It was an easy choice for me to get the PC version of Oblivion.  I'm sure my 360 displays the game better, and the 360 is probably smoother.  So what?  The PC version shines with the mods you can get for it, to expand the game so much more then anything on the 360.  The 360 game is going to be stagnant, besides a few pay for additions.  If Oblivion has even half the user community of Morrowind, I'll be playing separate campaigns, fighting new monsters, casting new spells, riding god knows what, etc. on the PC version, so the value I get out of the game is far better on the PC.

I also like many of the 'fixes' I can get now on the PC.  Like adjustments for how fast my armor gets banged up, more wildlife, better looking water, blood that stays around longer, etc.

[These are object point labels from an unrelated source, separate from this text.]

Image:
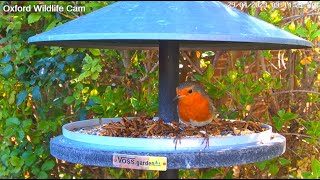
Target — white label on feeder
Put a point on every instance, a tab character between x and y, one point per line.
140	162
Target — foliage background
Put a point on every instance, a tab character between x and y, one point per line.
42	88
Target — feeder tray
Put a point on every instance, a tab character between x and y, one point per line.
96	150
170	26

I think the aiming would drive me nuts on the console too.  Oblivion is the most FPS like RPG game I've ever played.

From what I've seen though, my 2-3 year old PC with an XT850 puts out graphics that compare well with the 360 after tweaks.  I certainly don't think you need a top of the line PC to play Oblivion well, if you take a few minutes and tweak it.

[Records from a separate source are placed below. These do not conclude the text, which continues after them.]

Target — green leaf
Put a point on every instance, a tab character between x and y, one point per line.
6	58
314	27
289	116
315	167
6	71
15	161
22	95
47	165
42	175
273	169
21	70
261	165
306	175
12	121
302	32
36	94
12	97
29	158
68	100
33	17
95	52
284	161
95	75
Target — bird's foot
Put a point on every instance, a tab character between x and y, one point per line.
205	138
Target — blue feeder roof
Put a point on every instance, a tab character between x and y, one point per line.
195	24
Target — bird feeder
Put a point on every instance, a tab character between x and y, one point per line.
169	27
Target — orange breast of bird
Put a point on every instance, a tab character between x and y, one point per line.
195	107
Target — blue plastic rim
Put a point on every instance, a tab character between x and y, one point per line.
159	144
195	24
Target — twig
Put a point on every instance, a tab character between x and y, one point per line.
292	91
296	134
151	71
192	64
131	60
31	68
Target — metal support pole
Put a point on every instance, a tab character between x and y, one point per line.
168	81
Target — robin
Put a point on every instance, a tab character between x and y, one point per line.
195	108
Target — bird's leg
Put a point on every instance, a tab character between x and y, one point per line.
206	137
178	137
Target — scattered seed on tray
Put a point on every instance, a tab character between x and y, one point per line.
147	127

The PC version just gives users a lot more value over the long haul then the console Oblivion.  I'll come back to Oblivion in a year when I'm tired of it now.  By then, there will be new user mods, new user graphics, new user rules, and other additions that will give me a whole new game.  A copy of Oblivion for the 360 will be on eBay, or sit on a shelf gathering dust, no changes possible.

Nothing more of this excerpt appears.